Oct 14, 2005, 3:45:32 PM10/14/05

to

Fair enough. Have both options available and the end implementor
can choose whats best for his project. Glad to see these kinds of
discussions. Sometimes we focus too much on the problems ignoring
obvious solutions. Like the reason given for why there's no graphics
standard. "Oh, it wouldn't work on this 1960s teletype machine I
have in my basement" rather than developing something that could
work portably across workstations. It's like there's at least 3
implementations of OpenGL for Forth that are all different.

Regards,

John M. Drake

Anton Ertl

unread,

Oct 14, 2005, 6:56:48 PM10/14/05

to

jmdra...@yahoo.com writes:

>
>Anton Ertl wrote:
>> I, too, originally thought that that was the way to go. But when I
>> thought about example programs, I found that there are not that many
>> examples where you have to deal with individual characters (examples
>> that I came up with were anagram or palindrome checkers, i.e., stuff
>> that's not very common).
>
>You seem to be taking the view that Chuck Moore took regarding
>ColorForth. (Forth processes words, not charecters). Anyway,
>there's and obvious application that seems to have skipped your
>mind. Text editors. In most text editors you deal with the
>individual charecters.

Sure. So if BMW or any of the other editors in Forth is to be
extended to work with xchars, they need some changes. The point is
that most applications around need changes only in a few places (or,
if they are lucky, nowhere), not everywhere where strings are handled.

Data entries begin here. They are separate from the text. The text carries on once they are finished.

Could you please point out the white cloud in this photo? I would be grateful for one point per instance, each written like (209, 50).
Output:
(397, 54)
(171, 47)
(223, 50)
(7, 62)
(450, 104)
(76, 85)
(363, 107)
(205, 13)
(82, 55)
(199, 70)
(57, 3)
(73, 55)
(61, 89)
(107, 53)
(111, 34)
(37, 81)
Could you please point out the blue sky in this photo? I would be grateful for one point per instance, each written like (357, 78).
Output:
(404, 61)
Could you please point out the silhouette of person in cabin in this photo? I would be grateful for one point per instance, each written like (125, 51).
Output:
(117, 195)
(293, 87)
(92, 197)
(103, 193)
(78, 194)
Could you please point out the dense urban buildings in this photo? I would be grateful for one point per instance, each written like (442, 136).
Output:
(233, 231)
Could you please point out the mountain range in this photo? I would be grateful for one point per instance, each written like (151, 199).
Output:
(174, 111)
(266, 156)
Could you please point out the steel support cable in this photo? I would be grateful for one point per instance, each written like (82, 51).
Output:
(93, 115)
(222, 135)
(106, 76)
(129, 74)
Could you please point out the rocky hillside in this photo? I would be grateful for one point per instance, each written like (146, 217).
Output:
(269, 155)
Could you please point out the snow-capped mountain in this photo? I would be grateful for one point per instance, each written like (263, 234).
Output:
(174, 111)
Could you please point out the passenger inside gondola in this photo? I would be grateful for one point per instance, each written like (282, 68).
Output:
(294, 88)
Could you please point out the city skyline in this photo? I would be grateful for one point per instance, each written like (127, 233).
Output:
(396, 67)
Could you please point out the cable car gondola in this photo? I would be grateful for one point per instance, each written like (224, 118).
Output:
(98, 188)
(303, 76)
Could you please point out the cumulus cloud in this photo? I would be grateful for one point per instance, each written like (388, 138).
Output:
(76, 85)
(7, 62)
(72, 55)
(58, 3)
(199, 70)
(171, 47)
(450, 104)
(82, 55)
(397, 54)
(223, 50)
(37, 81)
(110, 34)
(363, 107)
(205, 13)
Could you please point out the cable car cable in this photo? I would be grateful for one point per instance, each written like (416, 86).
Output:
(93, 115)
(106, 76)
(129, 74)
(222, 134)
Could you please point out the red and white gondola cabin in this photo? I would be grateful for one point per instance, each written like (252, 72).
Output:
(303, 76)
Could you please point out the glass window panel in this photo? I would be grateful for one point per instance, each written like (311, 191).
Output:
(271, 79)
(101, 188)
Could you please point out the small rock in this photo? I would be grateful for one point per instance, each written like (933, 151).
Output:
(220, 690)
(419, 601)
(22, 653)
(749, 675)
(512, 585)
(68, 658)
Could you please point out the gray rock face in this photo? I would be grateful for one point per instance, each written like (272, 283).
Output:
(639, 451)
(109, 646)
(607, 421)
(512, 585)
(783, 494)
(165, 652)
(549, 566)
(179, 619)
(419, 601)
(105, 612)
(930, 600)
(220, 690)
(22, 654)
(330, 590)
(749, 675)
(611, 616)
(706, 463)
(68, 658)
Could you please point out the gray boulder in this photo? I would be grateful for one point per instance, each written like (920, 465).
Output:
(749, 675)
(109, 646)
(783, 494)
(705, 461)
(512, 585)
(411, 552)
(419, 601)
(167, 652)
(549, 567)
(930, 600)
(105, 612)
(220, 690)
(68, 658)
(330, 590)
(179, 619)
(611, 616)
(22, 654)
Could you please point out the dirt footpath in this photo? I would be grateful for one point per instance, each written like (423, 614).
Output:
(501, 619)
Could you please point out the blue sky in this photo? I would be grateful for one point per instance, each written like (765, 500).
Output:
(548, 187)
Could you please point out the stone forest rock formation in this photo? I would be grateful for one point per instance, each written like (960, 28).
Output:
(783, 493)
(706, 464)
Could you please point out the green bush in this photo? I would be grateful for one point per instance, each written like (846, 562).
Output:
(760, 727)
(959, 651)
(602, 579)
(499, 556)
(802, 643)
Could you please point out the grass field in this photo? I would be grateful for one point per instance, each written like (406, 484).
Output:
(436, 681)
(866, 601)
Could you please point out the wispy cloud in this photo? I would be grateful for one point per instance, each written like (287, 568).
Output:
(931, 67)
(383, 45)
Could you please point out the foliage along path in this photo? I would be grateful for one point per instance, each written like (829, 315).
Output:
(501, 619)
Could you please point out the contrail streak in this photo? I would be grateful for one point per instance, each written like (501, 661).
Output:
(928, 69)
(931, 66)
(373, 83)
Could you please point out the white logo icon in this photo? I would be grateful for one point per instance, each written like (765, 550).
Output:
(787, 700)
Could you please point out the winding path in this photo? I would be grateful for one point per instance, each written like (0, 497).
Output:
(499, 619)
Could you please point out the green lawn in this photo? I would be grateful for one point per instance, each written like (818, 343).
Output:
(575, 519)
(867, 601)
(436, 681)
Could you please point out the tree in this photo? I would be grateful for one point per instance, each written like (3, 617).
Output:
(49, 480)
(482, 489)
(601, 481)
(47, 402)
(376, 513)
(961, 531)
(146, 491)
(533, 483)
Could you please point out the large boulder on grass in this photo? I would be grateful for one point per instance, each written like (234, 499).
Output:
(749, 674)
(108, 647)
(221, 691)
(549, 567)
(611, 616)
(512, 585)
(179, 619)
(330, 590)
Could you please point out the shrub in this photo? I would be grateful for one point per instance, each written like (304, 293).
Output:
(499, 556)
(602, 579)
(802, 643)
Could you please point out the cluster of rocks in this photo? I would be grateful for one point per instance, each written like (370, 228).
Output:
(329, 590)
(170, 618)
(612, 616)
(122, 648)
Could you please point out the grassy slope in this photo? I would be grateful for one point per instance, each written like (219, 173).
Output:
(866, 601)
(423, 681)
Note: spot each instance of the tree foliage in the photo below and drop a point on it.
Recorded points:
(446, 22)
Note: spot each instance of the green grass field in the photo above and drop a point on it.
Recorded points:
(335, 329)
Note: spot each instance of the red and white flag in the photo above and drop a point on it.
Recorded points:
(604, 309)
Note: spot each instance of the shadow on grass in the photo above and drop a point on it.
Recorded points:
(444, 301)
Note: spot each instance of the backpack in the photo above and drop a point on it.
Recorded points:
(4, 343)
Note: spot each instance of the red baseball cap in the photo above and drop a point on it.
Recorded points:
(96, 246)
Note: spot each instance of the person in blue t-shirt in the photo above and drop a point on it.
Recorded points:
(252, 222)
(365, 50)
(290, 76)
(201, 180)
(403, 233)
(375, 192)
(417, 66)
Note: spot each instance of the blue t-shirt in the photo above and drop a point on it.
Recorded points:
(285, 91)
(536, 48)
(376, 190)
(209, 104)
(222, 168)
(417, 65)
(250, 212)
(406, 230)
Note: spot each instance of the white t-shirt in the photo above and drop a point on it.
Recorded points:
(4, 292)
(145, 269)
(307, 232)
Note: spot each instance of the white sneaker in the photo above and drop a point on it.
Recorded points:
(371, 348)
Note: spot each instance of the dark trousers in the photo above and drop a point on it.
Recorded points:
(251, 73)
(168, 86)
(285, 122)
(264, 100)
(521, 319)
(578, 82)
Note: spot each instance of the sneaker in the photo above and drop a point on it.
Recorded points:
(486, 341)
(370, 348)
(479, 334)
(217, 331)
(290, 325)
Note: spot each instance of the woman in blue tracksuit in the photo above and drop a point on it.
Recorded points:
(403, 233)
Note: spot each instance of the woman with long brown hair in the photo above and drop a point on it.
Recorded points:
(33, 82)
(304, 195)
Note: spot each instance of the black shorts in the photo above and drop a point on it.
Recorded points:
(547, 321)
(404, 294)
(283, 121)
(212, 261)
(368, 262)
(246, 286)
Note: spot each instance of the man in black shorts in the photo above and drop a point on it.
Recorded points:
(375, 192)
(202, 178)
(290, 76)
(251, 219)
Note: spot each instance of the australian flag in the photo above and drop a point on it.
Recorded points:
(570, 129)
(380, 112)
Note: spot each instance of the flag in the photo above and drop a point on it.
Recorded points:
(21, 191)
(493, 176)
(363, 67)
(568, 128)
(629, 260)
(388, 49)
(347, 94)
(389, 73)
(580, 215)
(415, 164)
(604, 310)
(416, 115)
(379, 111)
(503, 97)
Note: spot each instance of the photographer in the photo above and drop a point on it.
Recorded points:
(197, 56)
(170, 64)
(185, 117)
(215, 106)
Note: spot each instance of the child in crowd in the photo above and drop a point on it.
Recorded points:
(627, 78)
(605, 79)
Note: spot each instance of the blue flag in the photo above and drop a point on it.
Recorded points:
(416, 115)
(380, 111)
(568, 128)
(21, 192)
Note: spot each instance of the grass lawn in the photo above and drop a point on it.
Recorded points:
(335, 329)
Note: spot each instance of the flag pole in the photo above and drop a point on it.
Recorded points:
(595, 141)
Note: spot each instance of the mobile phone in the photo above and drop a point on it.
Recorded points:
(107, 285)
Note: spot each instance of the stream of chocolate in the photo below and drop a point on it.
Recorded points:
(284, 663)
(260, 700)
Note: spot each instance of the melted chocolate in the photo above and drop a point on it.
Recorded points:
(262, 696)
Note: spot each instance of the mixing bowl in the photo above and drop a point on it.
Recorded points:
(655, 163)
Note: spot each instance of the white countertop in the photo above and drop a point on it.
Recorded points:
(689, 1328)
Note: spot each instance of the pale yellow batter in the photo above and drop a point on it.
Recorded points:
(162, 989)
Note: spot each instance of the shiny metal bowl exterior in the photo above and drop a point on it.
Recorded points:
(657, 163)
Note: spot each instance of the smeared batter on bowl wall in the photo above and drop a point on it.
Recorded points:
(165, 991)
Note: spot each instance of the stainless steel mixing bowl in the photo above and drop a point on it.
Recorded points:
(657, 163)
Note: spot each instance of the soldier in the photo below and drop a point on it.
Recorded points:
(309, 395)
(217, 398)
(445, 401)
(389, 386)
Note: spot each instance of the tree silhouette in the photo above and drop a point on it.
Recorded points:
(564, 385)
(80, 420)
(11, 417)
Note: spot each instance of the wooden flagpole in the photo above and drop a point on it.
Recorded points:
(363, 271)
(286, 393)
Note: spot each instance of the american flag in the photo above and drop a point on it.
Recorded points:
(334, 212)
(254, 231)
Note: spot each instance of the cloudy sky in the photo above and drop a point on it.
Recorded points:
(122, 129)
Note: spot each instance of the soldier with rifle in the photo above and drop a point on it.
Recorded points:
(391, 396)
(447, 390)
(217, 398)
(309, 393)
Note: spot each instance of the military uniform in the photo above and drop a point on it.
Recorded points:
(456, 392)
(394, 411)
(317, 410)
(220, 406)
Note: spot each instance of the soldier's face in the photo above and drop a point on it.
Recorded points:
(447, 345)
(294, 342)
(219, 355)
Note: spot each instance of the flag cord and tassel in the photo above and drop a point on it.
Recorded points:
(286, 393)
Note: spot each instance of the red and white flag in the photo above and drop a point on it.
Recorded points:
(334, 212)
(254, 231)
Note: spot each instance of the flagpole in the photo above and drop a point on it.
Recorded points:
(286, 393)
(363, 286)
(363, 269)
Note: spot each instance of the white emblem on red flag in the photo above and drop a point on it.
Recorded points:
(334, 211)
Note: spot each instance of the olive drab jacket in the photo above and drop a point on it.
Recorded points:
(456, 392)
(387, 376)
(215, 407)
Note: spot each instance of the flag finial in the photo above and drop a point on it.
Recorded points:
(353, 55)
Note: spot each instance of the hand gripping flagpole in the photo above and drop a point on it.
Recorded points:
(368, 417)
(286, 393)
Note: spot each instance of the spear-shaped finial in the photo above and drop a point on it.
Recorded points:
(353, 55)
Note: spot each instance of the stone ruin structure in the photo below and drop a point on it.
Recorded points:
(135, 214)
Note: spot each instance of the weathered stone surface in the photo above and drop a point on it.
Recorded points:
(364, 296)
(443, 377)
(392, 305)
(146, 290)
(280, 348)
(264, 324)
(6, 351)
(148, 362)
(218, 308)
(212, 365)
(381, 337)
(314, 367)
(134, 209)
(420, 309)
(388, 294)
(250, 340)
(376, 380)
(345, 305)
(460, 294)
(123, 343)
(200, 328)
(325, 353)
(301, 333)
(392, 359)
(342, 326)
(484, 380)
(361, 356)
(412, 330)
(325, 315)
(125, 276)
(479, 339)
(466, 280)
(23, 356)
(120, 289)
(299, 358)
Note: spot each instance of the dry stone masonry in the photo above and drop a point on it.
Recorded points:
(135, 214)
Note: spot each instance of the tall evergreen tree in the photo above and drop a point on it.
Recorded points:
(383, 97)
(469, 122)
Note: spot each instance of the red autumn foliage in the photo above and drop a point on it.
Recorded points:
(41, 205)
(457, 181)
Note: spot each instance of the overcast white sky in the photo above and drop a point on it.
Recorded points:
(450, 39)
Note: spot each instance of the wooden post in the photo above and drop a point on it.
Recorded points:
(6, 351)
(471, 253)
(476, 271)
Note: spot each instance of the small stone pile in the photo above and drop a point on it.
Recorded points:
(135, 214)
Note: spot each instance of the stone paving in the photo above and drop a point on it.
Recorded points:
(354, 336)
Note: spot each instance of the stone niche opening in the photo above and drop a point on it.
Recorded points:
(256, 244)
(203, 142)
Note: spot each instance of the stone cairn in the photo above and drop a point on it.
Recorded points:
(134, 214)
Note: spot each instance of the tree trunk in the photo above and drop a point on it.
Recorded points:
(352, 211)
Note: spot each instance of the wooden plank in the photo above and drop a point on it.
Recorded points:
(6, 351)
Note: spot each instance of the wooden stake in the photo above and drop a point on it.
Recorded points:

>Anyway, using "variable length" Xchars turns the easiest of
>text editing tasks into the most complex. I'm talking about
>"overwrite mode". With fixed length chars that simply means
>replacing one char with another. But with variable length
>chars you'd have to do a deletion/insertion because you
>couldn't be sure ahead of time if the new char would be the
>same length as the char it was replacing.

So what? Unless the editor is optimized for overwrite-only, turning
an overwrite into a delete-forward followed by an insert should be
peanuts.

BTW, overwriting a character with another does not necessarily mean
replacing a character with another. E.g., in the buffer
representation I used in my last editor (hole at the cursor),
overwriting a character means deleting a character from the
behind-cursor part of the buffer, and inserting the replacement at the
before-cursor part, even for fixed-width characters. Alternatively,
you could replace the character in-place in the behind-cursor part,
then do a cursor-right, which in turn consists of deleting the char
from the behind-cursor part, and inserting it at the before-cursor
part. As you can see, that data structure is optimized for inserting
and deleting.

>> In most cases you deal with strings of characters, or you can write
>> the code such that it works on strings (see the scan2 example). And
>> for that kind of code, variable-width characters (done the right way)
>> work just as well as fixed-width characters, so why deal with all the
>> trouble that widening fixed-width characters would cause?
>>
>> - anton
>
>What "trouble" do you see widening fixed-width chars causing?

That depends on how you do it:

- make 1 CHARS > 1: lots of code breaks.

- add widechars: the transition from ordinary chars to widechars is
harder than the transition to xchars. And you have to transition
large parts of an application at the same time.

>It seems quite simple to me. In fact all of the words in the
>XChar wordset can be trivially implemented if you assume fixed
>char width.

Yes. However, using UTF-32 (i.e., fixed-width) xchars with 8-bit
chars would mean that a string containing ASCII characters would be
represented as xchars differently from chars. So, should string words
like READ-LINE produce an xchar string or a char string? Ypu would
have to introduce another set of string words, like for widechars.
And while we are at it, you probably should be using widechars anyway,
because they are designed for fixed-width encodings, whereas xchars
are designed for variable-width encodings.